According to industry data, software and hardware failures account for about half of unacceptable downtime. Less than a quarter of outages result from major events, such as fires and natural disasters. Hence, it’s important that agencies incorporate DR scenarios into service management processes. This should help leadership make better decisions about how to respond to less obvious DR scenarios, when to escalate those incidents, and whether to initiate recovery procedures rather than continue troubleshooting.
“Our DRP and BCP solution needs to meet a multitude of requirements for FDA to continue its mission during a disaster”
The FDA currently operates several data centers and our minimum goal is to maintain redundant infrastructure between two centers and leverage the cloud where it makes sense. In the event of a disaster at one of the sites, we restore to alternate computing infrastructure (DR site). Finally, defining the Recovery Point Objectives (RPO) FDA to identify and manage the maximum targeted period in which data might be lost due to a major incident.
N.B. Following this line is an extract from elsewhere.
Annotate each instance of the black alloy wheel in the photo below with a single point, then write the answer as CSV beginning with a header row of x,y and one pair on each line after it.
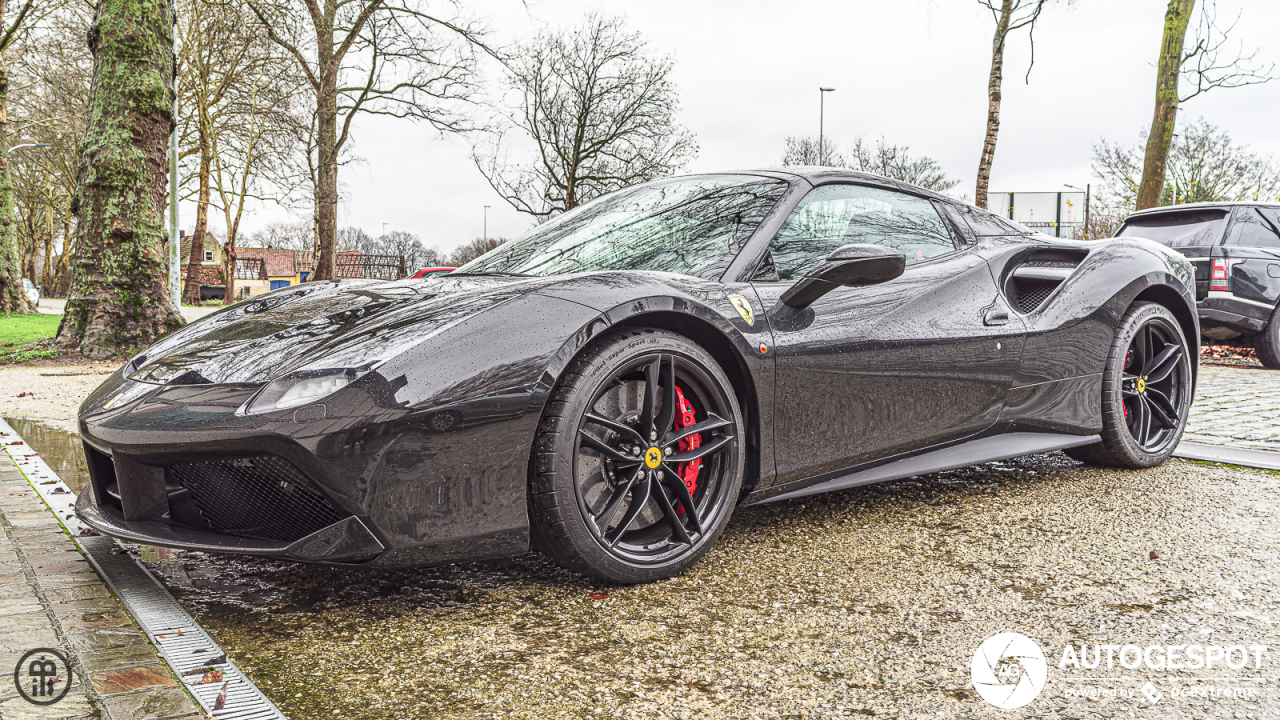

The FDA’s disaster recovery solution encompasses a large variety of technologies and processes. Our DRP and BCP solution needs to meet a multitude of requirements for FDA to continue its mission during a disaster. During our planning, a risk analysis was performed to determine the greatest threat that could impact production. It was discovered that by following best practice industry standards, the FDA maintains an appropriate level of redundancy within each of the data centers. The backup and recovery process are in line with industry standards and will protect the FDA against most types of data loss.
Resources are limited, so it is important to identify business critical applications essential to operations. It’s also important to weigh the risk against the benefits and costs. In the absence of any DRP or BCP there is a significant level of assumed risk. When we commenced our DRP, we needed to perform a thorough discovery of all of production applications. A Business Impact Analysis (BIA) was completed for each application to set priority. The applications were categorized into disaster recovery tiers with the initial focus on high (the most critical) applications.
Lastly, we explored multiple options for a dedicated DR site. An extensive analysis was done to compare the solutions and a shortlist of options was created. After completing a thorough site and cost analysis, it was clear that hosting a solution at one of the FDA facilities would provide the FDA with the greatest chance at meeting its recovery goals. The final FDA Disaster Recovery solution will include automated recovery of the critical applications within the FDA.